A Growing Dent in Earth’s Skies Is Threatening Our Satellites

Recent observations show the region expanding westward and also splitting in two.

Courtesy of NASA
Currently aboard the International Space Station are NASA Expedition 72 crew members Suni Williams, Nick Hague, Butch Wilmore and Don Pettit. Courtesy of NASA

There’s a pothole in space. Instead of puncturing the tires of a car, this one can hit low-orbit satellites and spacecraft and knock them out of function. 

Stretching over South America and the southern Atlantic Ocean, the South Atlantic Anomaly is a dent in Earth’s magnetic field, allowing particles from the Sun to penetrate closer to the planet.

Scientists have known about this phenomenon since the 1950s, when they began mapping Earth’s radiation belts. Yet some are now sounding the alarm bells as recent observations show the region expanding westward and also splitting in two, raising more challenges for satellite missions.

The radiation of high-energy protons in the South Atlantic Anomaly can cause a satellite, such as the International Space Station, to short-circuit and glitch, leaving permanent damage if a critical instrument is hit, according to NASA. To minimize risk, operators will often shut down non-essential components as they pass through the anomaly.

“The ISS occasionally passes through the SAA, and, fortunately, it was designed to protect astronauts inside from those higher levels of radiation,” the deputy director of the Aerospace Security Project and a senior fellow in the Defense and Security Department at the Center for Strategic and International Studies, Clayton Swope, tells The New York Sun. “But it wouldn’t be the best idea to do a spacewalk then.” 

While the astronauts inside are protected, key objectives of the ISS might not be. Higher radiation levels in the anomaly can cause “blips” in the ISS’s data collection, resetting instruments such as the Global Ecosystem Dynamics Investigation Mission, which collect information from outside of the ISS.

“The detector blips are rare compared to the number of laser shots — about one blip in a million shots — and the reset line event causes a couple of hours of lost data, but it only happens every month or so,” the mission’s deputy principal investigator and instrument scientist, Bryan Blair, said in 2020. 

However, Mr. Swope points out that “not all satellites have had enough radiation shielding to protect them. There are several examples of glitches and malfunctions of spacecraft electronics after passing through the SAA.”

Where did this pothole come from? Earth’s magnetic field is widely understood by researchers to be electrical currents produced by an ocean of molten iron in the planet’s outer core, more than 1,850 miles below the surface. This swirling mass does not flow evenly, resulting in a sprawling reservoir of dense rock called the African Large Low Shear Velocity Province, located about 1,800 miles below the African continent. 

That reservoir is understood to be weakening Earth’s magnetic field in the region above ground, producing the South Atlantic Anomaly. 
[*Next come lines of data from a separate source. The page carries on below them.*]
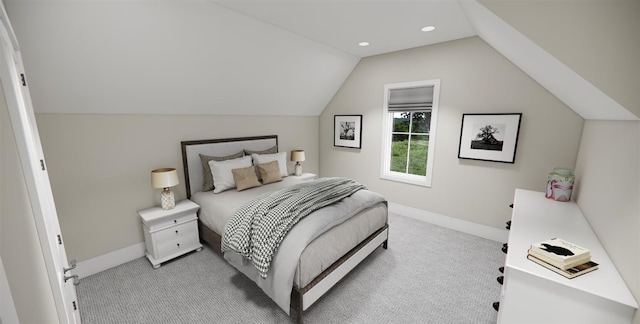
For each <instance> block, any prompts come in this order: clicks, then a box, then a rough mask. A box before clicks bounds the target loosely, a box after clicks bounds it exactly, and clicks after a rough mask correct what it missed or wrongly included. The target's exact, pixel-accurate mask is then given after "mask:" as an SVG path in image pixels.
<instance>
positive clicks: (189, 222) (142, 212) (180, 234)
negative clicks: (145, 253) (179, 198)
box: [138, 200, 202, 269]
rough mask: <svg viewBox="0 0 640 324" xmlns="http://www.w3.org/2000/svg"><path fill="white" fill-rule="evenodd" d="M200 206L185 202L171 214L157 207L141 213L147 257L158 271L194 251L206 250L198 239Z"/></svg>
mask: <svg viewBox="0 0 640 324" xmlns="http://www.w3.org/2000/svg"><path fill="white" fill-rule="evenodd" d="M199 208H200V206H198V205H197V204H196V203H194V202H192V201H190V200H182V201H180V202H178V203H177V204H176V207H175V208H173V209H170V210H162V209H161V208H160V207H153V208H149V209H144V210H140V211H138V214H139V215H140V218H141V219H142V224H143V226H144V240H145V244H146V250H147V251H146V256H147V258H148V259H149V261H150V262H151V264H152V265H153V267H154V268H156V269H157V268H159V267H160V264H161V263H162V262H165V261H168V260H171V259H173V258H175V257H178V256H180V255H183V254H185V253H187V252H191V251H193V250H198V251H200V250H202V244H200V238H199V237H198V215H197V212H198V209H199Z"/></svg>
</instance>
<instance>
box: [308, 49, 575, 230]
mask: <svg viewBox="0 0 640 324" xmlns="http://www.w3.org/2000/svg"><path fill="white" fill-rule="evenodd" d="M430 79H440V80H441V87H440V89H441V90H440V107H439V109H440V110H439V116H438V125H437V131H438V133H437V139H436V144H435V152H434V154H435V156H434V158H435V160H434V169H433V185H432V187H431V188H425V187H419V186H414V185H407V184H402V183H398V182H393V181H388V180H382V179H380V178H379V173H380V169H379V168H380V152H381V133H380V132H381V128H382V105H383V87H384V85H385V84H387V83H396V82H407V81H416V80H430ZM505 112H522V113H523V119H522V126H521V130H520V138H519V141H518V149H517V154H516V161H515V164H504V163H496V162H483V161H471V160H460V159H458V157H457V156H458V145H459V139H460V126H461V120H462V114H463V113H505ZM336 114H362V115H363V136H362V138H363V142H362V149H361V150H354V149H343V148H336V147H333V116H334V115H336ZM582 124H583V120H582V118H580V117H579V116H578V115H576V114H575V113H574V112H573V111H572V110H570V109H569V108H568V107H566V106H565V105H564V104H563V103H561V102H560V101H559V100H558V99H557V98H555V97H554V96H552V95H551V94H549V92H547V91H546V90H545V89H543V88H542V87H541V86H540V85H539V84H538V83H536V82H535V81H533V80H532V79H531V78H530V77H528V76H527V75H526V74H524V73H523V72H522V71H521V70H520V69H518V68H517V67H515V66H514V65H513V64H512V63H510V62H509V61H508V60H506V59H505V58H504V57H503V56H502V55H500V54H498V53H497V52H496V51H495V50H494V49H492V48H491V47H490V46H488V45H487V44H486V43H485V42H484V41H482V40H481V39H480V38H478V37H472V38H467V39H463V40H458V41H452V42H448V43H443V44H439V45H433V46H427V47H422V48H417V49H412V50H406V51H401V52H396V53H391V54H386V55H381V56H375V57H369V58H365V59H363V60H362V61H361V62H360V63H359V65H358V66H357V67H356V69H355V70H354V71H353V73H352V74H351V75H350V77H349V78H348V79H347V80H346V82H345V84H344V85H343V87H342V88H341V89H340V91H338V93H337V94H336V96H335V97H334V98H333V100H332V101H331V103H330V104H329V105H328V106H327V108H326V109H325V111H324V112H323V114H322V115H321V118H320V152H321V154H320V165H321V175H322V176H333V175H348V176H350V177H353V178H355V179H357V180H359V181H362V182H363V183H364V184H366V185H367V186H368V187H369V188H370V189H373V190H375V191H378V192H380V193H382V194H383V195H385V197H386V198H387V199H388V200H389V201H391V202H394V203H399V204H402V205H406V206H410V207H414V208H418V209H422V210H426V211H430V212H435V213H438V214H442V215H446V216H451V217H455V218H459V219H462V220H466V221H471V222H475V223H479V224H484V225H488V226H493V227H497V228H503V227H504V222H505V221H507V220H508V219H509V217H510V213H511V210H510V209H509V208H508V207H507V206H508V205H509V204H510V203H511V202H512V199H513V194H514V190H515V188H526V189H533V190H539V191H543V190H544V187H545V183H546V178H547V174H548V172H549V171H551V170H552V169H553V167H556V166H566V167H570V168H572V167H573V166H574V163H575V159H576V155H577V152H578V145H579V141H580V133H581V130H582Z"/></svg>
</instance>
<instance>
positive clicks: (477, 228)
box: [389, 202, 509, 242]
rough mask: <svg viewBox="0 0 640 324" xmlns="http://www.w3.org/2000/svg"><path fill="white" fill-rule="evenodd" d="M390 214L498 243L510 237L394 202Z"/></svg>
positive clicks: (506, 231) (482, 225) (425, 210)
mask: <svg viewBox="0 0 640 324" xmlns="http://www.w3.org/2000/svg"><path fill="white" fill-rule="evenodd" d="M389 212H390V213H394V214H398V215H402V216H406V217H409V218H413V219H416V220H419V221H423V222H427V223H431V224H434V225H438V226H442V227H446V228H450V229H453V230H456V231H460V232H464V233H468V234H472V235H475V236H479V237H482V238H486V239H489V240H493V241H497V242H506V241H507V239H508V237H509V232H508V231H507V230H502V229H498V228H494V227H491V226H486V225H481V224H477V223H473V222H468V221H464V220H461V219H457V218H453V217H449V216H444V215H440V214H436V213H432V212H429V211H426V210H421V209H417V208H413V207H408V206H404V205H400V204H396V203H392V202H389Z"/></svg>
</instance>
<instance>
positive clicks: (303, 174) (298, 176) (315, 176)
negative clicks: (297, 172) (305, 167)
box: [294, 173, 318, 181]
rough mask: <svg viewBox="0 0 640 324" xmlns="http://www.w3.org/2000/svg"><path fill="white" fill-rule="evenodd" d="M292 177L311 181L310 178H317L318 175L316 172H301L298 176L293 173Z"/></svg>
mask: <svg viewBox="0 0 640 324" xmlns="http://www.w3.org/2000/svg"><path fill="white" fill-rule="evenodd" d="M294 177H299V178H300V180H302V181H311V180H315V179H317V178H318V176H317V175H316V174H314V173H303V174H301V175H299V176H297V175H294Z"/></svg>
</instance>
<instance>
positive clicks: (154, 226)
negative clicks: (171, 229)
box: [149, 213, 197, 233]
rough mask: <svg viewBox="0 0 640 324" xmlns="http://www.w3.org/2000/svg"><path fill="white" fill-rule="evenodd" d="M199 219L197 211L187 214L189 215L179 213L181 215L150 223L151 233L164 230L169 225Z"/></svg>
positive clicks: (168, 225) (176, 223) (150, 228)
mask: <svg viewBox="0 0 640 324" xmlns="http://www.w3.org/2000/svg"><path fill="white" fill-rule="evenodd" d="M195 219H197V216H196V214H195V213H193V214H187V215H179V216H175V217H170V218H167V219H163V220H161V221H157V222H155V223H153V224H150V226H149V231H150V232H151V233H153V232H156V231H162V230H164V229H166V228H168V227H172V226H175V225H181V224H183V223H185V222H188V221H192V220H195Z"/></svg>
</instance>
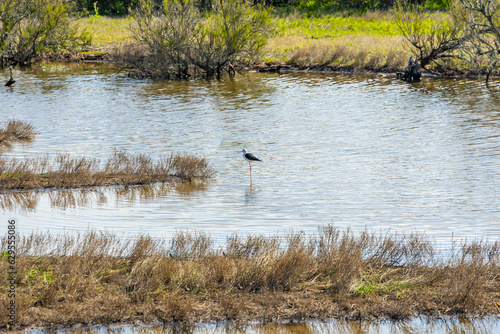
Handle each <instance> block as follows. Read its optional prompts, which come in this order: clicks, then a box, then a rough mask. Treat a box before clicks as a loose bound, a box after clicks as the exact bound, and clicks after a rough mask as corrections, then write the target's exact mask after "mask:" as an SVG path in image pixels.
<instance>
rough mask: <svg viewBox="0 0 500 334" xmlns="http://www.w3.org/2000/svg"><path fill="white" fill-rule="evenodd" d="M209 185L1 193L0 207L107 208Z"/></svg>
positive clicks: (1, 207)
mask: <svg viewBox="0 0 500 334" xmlns="http://www.w3.org/2000/svg"><path fill="white" fill-rule="evenodd" d="M207 187H208V182H206V181H192V182H173V183H156V184H150V185H143V186H133V187H108V188H90V189H76V190H48V191H47V190H44V191H28V192H9V193H0V208H1V209H2V210H3V211H11V212H19V211H20V212H26V211H35V210H36V208H37V206H38V204H39V203H40V202H41V201H44V200H45V199H47V200H48V203H49V204H50V207H51V208H54V209H58V210H66V209H76V208H86V207H91V206H94V205H97V206H105V205H110V204H112V203H115V204H118V203H123V202H135V201H140V200H148V199H155V198H160V197H165V196H171V195H174V196H175V195H177V196H189V195H191V194H192V193H194V192H197V191H203V190H206V189H207Z"/></svg>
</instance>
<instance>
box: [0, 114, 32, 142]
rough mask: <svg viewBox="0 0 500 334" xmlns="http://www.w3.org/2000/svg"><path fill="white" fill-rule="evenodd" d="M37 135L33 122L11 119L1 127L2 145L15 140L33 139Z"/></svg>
mask: <svg viewBox="0 0 500 334" xmlns="http://www.w3.org/2000/svg"><path fill="white" fill-rule="evenodd" d="M34 137H35V132H34V127H33V124H31V123H28V122H25V121H18V120H10V121H8V122H7V124H6V125H5V127H4V128H0V145H2V144H4V143H6V142H8V141H13V140H31V139H33V138H34Z"/></svg>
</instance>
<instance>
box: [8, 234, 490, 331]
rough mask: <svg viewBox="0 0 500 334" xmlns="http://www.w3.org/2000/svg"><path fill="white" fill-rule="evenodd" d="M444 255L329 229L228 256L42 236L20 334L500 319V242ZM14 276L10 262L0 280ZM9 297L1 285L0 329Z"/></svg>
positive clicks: (27, 255)
mask: <svg viewBox="0 0 500 334" xmlns="http://www.w3.org/2000/svg"><path fill="white" fill-rule="evenodd" d="M6 245H7V239H6V237H4V238H3V239H2V240H1V247H2V249H6ZM435 253H436V251H435V248H434V246H433V244H432V243H431V242H429V241H428V240H427V238H425V236H423V235H421V234H410V235H398V234H386V235H380V234H376V233H371V232H368V231H365V232H362V233H359V234H354V233H353V232H351V231H350V230H341V229H338V228H336V227H334V226H332V225H328V226H324V227H321V228H320V229H319V231H318V233H317V234H311V235H306V234H305V233H295V232H289V233H286V234H285V235H283V236H271V237H265V236H261V235H257V236H255V235H254V236H252V235H249V236H239V235H232V236H230V237H228V239H227V242H226V243H225V245H224V246H216V243H215V241H214V240H213V239H212V238H211V237H210V236H209V235H207V234H205V233H184V232H180V233H178V234H177V235H175V236H173V238H172V239H171V240H164V239H155V238H152V237H151V236H147V235H141V236H138V237H137V238H134V239H133V240H130V239H124V238H119V237H117V236H116V235H114V234H110V233H107V232H96V231H90V232H87V233H80V234H60V235H52V234H48V233H41V232H33V233H31V234H30V235H27V236H24V237H23V238H21V240H20V242H19V243H18V254H17V257H16V266H17V280H16V296H17V297H16V307H17V311H16V312H17V320H18V327H19V328H23V327H26V326H31V325H49V324H51V325H55V326H57V325H63V324H64V325H71V324H75V323H83V324H89V323H103V324H106V323H112V322H133V321H136V320H141V321H146V322H149V321H165V322H167V321H185V322H195V321H209V320H211V321H213V320H228V319H235V320H264V321H276V320H304V319H310V318H319V319H324V318H332V317H333V318H335V317H336V318H349V319H373V318H380V319H384V318H392V319H404V318H408V317H412V316H416V315H422V314H426V315H457V314H460V315H466V316H476V315H486V314H495V315H498V314H499V313H500V312H499V306H500V304H499V302H500V284H499V268H498V264H499V258H500V245H499V243H498V242H493V243H486V242H469V243H465V242H464V243H462V244H459V245H455V247H454V248H453V249H452V250H451V251H450V252H448V253H446V254H441V255H440V256H439V257H438V256H436V255H435ZM7 265H8V264H7V257H6V256H5V255H4V256H3V258H2V259H1V261H0V267H1V268H0V270H2V272H6V271H7ZM7 288H8V286H7V283H6V280H5V278H4V279H3V280H2V285H1V286H0V292H1V293H0V328H5V327H6V324H7V320H6V319H7V316H6V315H7V313H6V312H7V308H6V305H7V303H8V302H9V299H8V297H7V294H6V291H7Z"/></svg>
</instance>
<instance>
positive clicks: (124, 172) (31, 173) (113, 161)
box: [0, 151, 215, 191]
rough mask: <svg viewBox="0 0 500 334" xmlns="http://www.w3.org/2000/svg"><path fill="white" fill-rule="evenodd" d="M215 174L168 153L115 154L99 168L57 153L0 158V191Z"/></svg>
mask: <svg viewBox="0 0 500 334" xmlns="http://www.w3.org/2000/svg"><path fill="white" fill-rule="evenodd" d="M214 175H215V171H214V169H213V167H212V166H211V165H210V163H209V162H208V161H207V160H206V159H204V158H198V157H195V156H191V155H188V154H172V155H170V156H168V157H162V158H160V159H159V161H157V162H154V161H153V160H152V159H151V157H150V156H148V155H146V154H130V153H127V152H124V151H117V152H115V153H114V154H113V155H112V156H111V157H110V158H109V159H108V160H107V161H106V163H105V164H104V166H103V167H102V166H101V164H100V161H99V160H97V159H95V158H87V157H72V156H70V155H69V154H59V155H57V156H56V157H55V158H51V157H49V156H44V157H35V158H26V159H8V158H3V157H0V190H3V191H8V190H32V189H44V188H60V189H68V188H81V187H96V186H113V185H120V186H130V185H142V184H150V183H154V182H167V181H174V180H191V179H195V178H201V179H203V178H210V177H213V176H214Z"/></svg>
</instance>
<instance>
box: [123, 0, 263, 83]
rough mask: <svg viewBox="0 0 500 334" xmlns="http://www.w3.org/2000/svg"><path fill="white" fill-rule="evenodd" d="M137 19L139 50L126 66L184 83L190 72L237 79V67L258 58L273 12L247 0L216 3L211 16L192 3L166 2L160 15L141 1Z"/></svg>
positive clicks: (142, 73) (145, 73)
mask: <svg viewBox="0 0 500 334" xmlns="http://www.w3.org/2000/svg"><path fill="white" fill-rule="evenodd" d="M133 15H134V18H135V20H134V25H133V26H132V31H133V33H134V38H135V40H136V41H137V42H138V44H139V47H136V48H129V52H126V53H125V55H124V57H122V60H123V61H124V63H126V64H127V65H129V66H132V67H134V68H135V69H137V70H139V72H140V73H141V74H142V75H145V76H149V77H162V78H186V77H189V76H190V70H191V69H200V70H202V71H203V72H204V73H205V75H206V76H209V77H210V76H214V75H220V74H221V73H222V72H224V71H228V72H231V73H234V72H232V71H234V68H233V65H234V64H235V63H243V62H245V61H246V60H248V59H251V58H252V57H254V56H255V55H256V54H257V53H258V51H259V50H260V49H261V48H262V46H264V44H265V42H266V39H267V35H268V33H269V32H270V31H271V28H270V22H271V19H270V16H269V11H268V10H267V9H264V8H263V7H260V6H257V7H252V5H251V4H250V3H248V2H246V1H245V0H217V1H213V2H211V3H210V8H209V10H208V9H205V8H200V7H199V2H197V1H194V0H184V1H181V0H166V1H164V4H163V6H161V7H160V9H156V7H155V4H154V3H153V1H151V0H141V2H140V5H139V7H138V8H137V9H136V10H135V11H134V14H133ZM191 72H192V71H191Z"/></svg>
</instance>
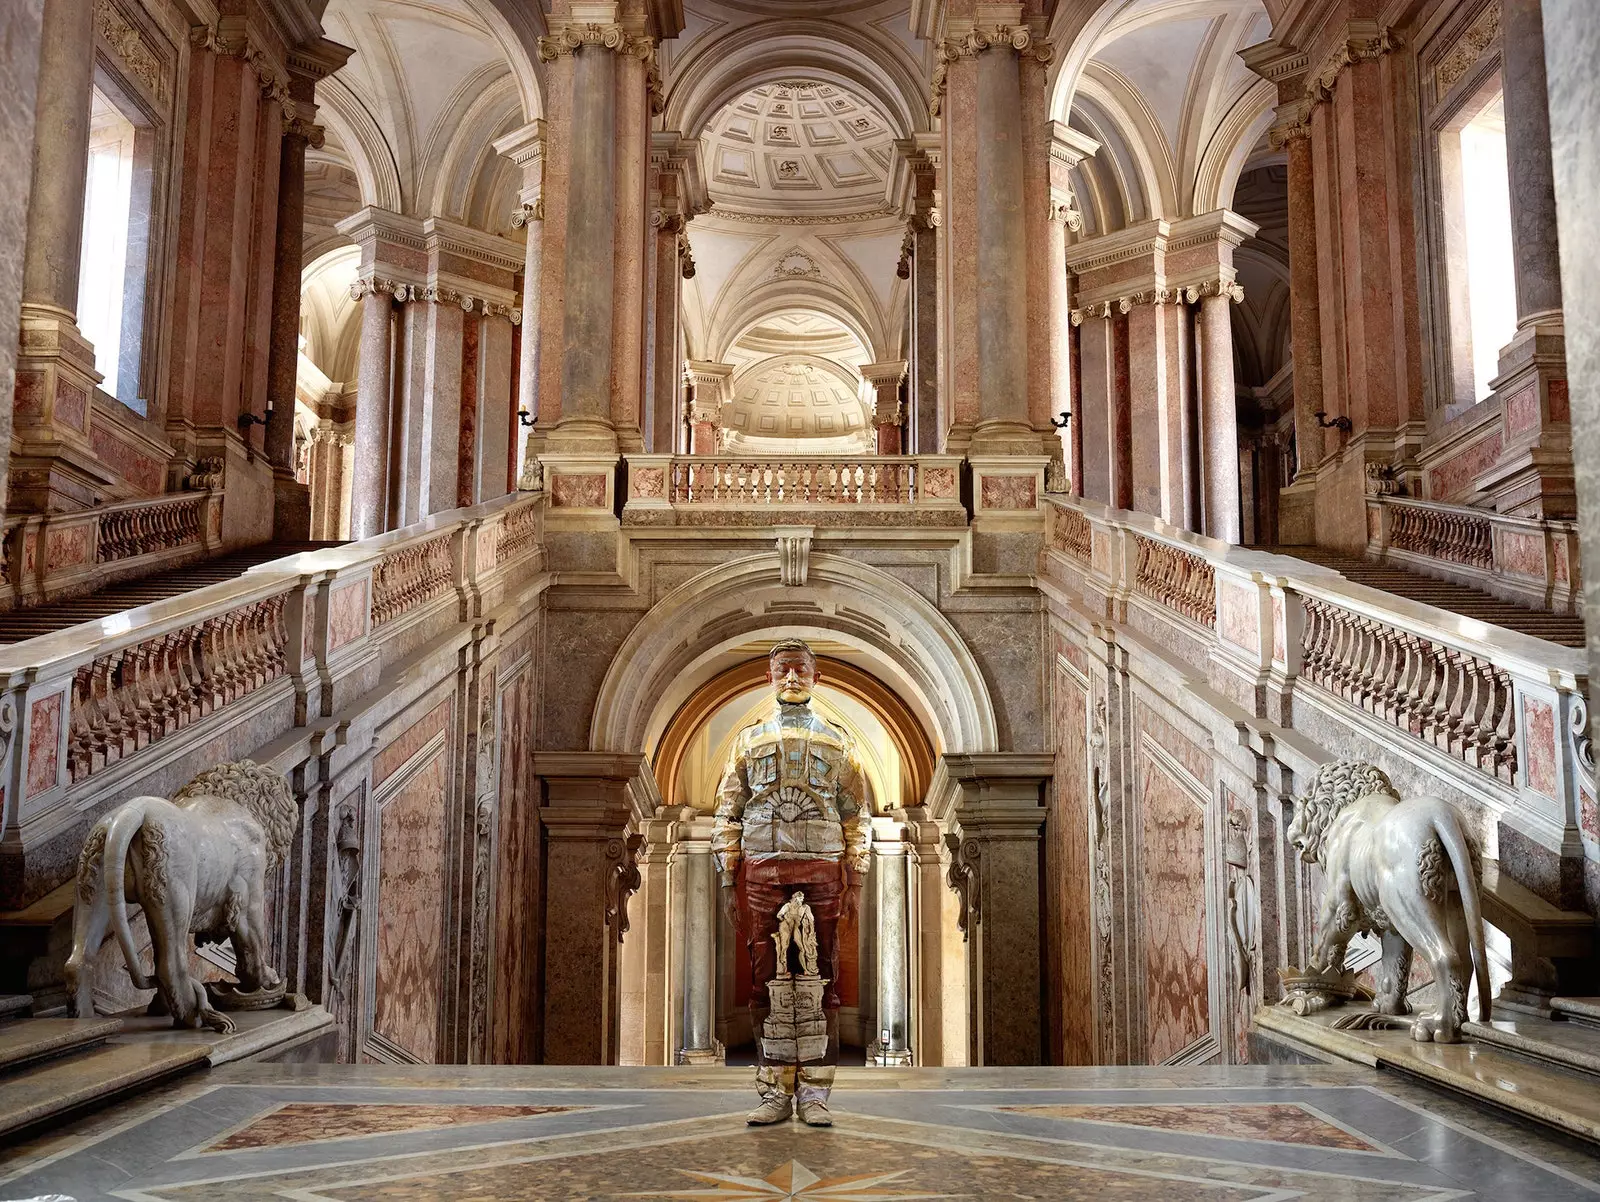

Some have said the phenomenon is a precursor to a global magnetic reversal, where the Earth’s north and south magnetic poles swap places. Several hundred of these flips have taken place in the planet’s history, on average a few times every million years. A reversal today would weaken the shielding effect of Earth’s magnetic field, enabling more charged particles to reach Earth and likely upending the world’s electronic infrastructure. 

Yet in 2020, a study from researchers at the University of Liverpool in the UK found that the event is a recurrent magnetic phenomenon that has affected Earth since as far back as 11 million years ago. First author and palaeomagnetism researcher Yael Engbers said “the anomaly in the magnetic field in the South Atlantic is not a one-off, similar anomalies existed eight to 11 million years ago.”

A study published in February found that the South Atlantic Anomaly also has an impact on auroras seen from Earth.

Given the many unknowns surrounding this vast space oddity, NASA is tracking it closely.

“Looking to the future, satellite and crewed spacecraft designers and operators will need to keep an eye on the SAA,” Mr. Swope says. “It is drifting westward and changing shape, potentially exposing more satellites and spacecraft to higher radiation.”